Mientras observaba a ese anciano sanador pronunciar sus conjuros sagrados, los labios del hombre rozaron las orejas de la mujer. De pronto, los ojos parecieron salírsele de las órbitas, se llevó una mano a la boca y dio un salto hacia atrás. Una víbora que se retorcía, y que él había chupado de la oreja de la mujer, se aplastó contra sus dientes. La mujer gritó y comenzó a convulsionarse en los brazos del Sanador.

—¡Ahhhh! —brotó un alarido de la multitud.

Por supuesto, pensé que había sido sólo un truco de prestidigitación. El Sanador llevaba una víbora en la manga y después se la había ocultado en la boca. ¿Cómo iba a pensar otra cosa? Por formación y elección, yo amaba la verdad. Había estudiado a Sócrates, a su discípulo Platón y, en el fondo de mi corazón, detestaba la mendacidad que me rodeaba casi todo el tiempo. Veneraba el altar de la verdad. Una parte de mí quería lanzar un rugido de escepticismo y gritar que aquello era un fraude. Él era un indio puro, sin poder ni protección. Sin embargo, permanecí callado. Por qué, no lo sé.

Entonces, como si me leyera el pensamiento, su mirada se clavó en mí por entre todas las caras de la muchedumbre.

—Ven aquí, muchacho.

Todos me miraron… incluso el perro amarillo.

Casi sin darme cuenta, de pronto me encontré de pie sobre la losa, junto a él.

—Tú no crees que he sacado la víbora de la cabeza de la mujer, ¿no es así?

No pude decir nada. Dada la plétora de enemigos que yo acumulaba con rapidez, no necesitaba tener más. Sin duda, el disimulo era la mejor parte del valor. Pero, de alguna forma, no pude mentir.

—Tenía la víbora escondida en la boca o en la mano —dije con voz serena—. Ha sido un truco.

La autoridad del Sanador sobre la multitud se resintió y se empezaron a oír silbidos.

Pero él no se enojó.

—Veo sangre india en tus venas —dijo y sacudió la cabeza con pesar—, pero tú concedes privilegio a tu ascendencia española.

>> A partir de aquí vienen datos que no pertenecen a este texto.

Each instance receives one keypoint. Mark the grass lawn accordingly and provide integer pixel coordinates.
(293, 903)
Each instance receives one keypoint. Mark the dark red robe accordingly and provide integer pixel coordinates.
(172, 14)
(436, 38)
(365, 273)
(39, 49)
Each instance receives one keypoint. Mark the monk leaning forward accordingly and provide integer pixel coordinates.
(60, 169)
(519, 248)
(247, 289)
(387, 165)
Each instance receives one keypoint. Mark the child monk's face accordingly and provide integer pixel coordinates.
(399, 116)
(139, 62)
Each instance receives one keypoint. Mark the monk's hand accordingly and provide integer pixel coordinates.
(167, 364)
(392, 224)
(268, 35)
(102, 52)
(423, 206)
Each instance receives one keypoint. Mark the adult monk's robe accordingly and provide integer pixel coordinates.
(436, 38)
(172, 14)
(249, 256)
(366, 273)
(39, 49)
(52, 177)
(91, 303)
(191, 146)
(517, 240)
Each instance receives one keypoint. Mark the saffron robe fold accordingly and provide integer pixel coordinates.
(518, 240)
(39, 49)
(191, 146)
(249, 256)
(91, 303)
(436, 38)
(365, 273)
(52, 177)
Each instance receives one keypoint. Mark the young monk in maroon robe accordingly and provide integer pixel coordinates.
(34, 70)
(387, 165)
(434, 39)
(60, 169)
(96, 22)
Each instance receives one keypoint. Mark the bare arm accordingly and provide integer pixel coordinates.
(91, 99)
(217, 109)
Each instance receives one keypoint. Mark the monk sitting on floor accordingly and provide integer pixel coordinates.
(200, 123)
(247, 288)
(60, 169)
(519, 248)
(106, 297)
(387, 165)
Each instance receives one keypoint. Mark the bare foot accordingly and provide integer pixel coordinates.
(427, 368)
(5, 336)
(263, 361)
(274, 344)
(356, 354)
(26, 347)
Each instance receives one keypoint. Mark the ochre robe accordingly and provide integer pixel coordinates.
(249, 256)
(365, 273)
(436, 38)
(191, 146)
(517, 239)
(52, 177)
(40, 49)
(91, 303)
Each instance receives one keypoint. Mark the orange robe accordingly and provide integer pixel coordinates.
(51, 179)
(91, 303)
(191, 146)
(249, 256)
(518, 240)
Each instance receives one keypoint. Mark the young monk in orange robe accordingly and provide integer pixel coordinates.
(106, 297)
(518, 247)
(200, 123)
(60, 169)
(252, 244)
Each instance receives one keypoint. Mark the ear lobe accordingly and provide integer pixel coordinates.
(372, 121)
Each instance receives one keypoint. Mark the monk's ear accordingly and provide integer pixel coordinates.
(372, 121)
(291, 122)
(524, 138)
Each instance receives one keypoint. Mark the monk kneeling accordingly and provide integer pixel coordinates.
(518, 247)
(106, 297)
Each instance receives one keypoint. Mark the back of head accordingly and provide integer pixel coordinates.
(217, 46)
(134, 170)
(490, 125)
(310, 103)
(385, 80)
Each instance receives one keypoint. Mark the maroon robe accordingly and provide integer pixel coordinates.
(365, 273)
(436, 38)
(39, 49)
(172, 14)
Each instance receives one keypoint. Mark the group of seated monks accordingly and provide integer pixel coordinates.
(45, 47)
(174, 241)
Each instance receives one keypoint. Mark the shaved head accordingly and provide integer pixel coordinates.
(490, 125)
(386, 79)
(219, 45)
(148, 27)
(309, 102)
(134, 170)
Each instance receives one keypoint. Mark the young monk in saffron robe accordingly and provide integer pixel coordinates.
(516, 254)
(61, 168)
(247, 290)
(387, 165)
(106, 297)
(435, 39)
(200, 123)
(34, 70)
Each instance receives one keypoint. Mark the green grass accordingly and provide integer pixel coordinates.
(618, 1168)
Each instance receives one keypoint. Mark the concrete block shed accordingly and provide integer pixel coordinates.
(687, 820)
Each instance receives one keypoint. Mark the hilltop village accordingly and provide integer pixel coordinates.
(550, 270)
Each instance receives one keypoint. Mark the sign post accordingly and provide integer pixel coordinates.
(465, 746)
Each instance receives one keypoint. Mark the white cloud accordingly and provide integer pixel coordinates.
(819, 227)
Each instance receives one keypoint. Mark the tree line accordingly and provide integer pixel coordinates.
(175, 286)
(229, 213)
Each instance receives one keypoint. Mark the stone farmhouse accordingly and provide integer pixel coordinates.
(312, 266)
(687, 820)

—Yo privilegio el conocimiento por encima de la ignorancia —repliqué.

—La cuestión es, ¿cuánto conocimiento puede tolerar un muchachito? —preguntó el anciano con una sonrisa.

Entonando en voz baja cánticos en náhuatl, me pasó las manos sobre los ojos. Me tambaleé, mi cara enrojeció como si tuviera fiebre y mis ojos se rasgaron. De pronto, el aliento me abandonó como una exhalación y todo mi escepticismo se desvaneció.

Lo que más me impresionó fueron sus ojos; negros abismos insondables, llenos de mundanal cansancio y de tácita comprensión, me aferraron como una prensa. Indefenso frente a aquella mirada, sus ojos extrajeron todo de mí, supieron todo acerca de mí, mi gente, mi pasado, mi sangre… antes de los conquistadores, antes de los aztecas, antes de los mayas, desde tiempos inmemoriales, un tiempo impensable.

Acercó su mano a mi entrepierna —como si estuviera a punto de agarrarme la garrancha— y extrajo de mis pantalones una larga víbora negra que se retorcía, siseaba y escupía. La multitud estalló en carcajadas.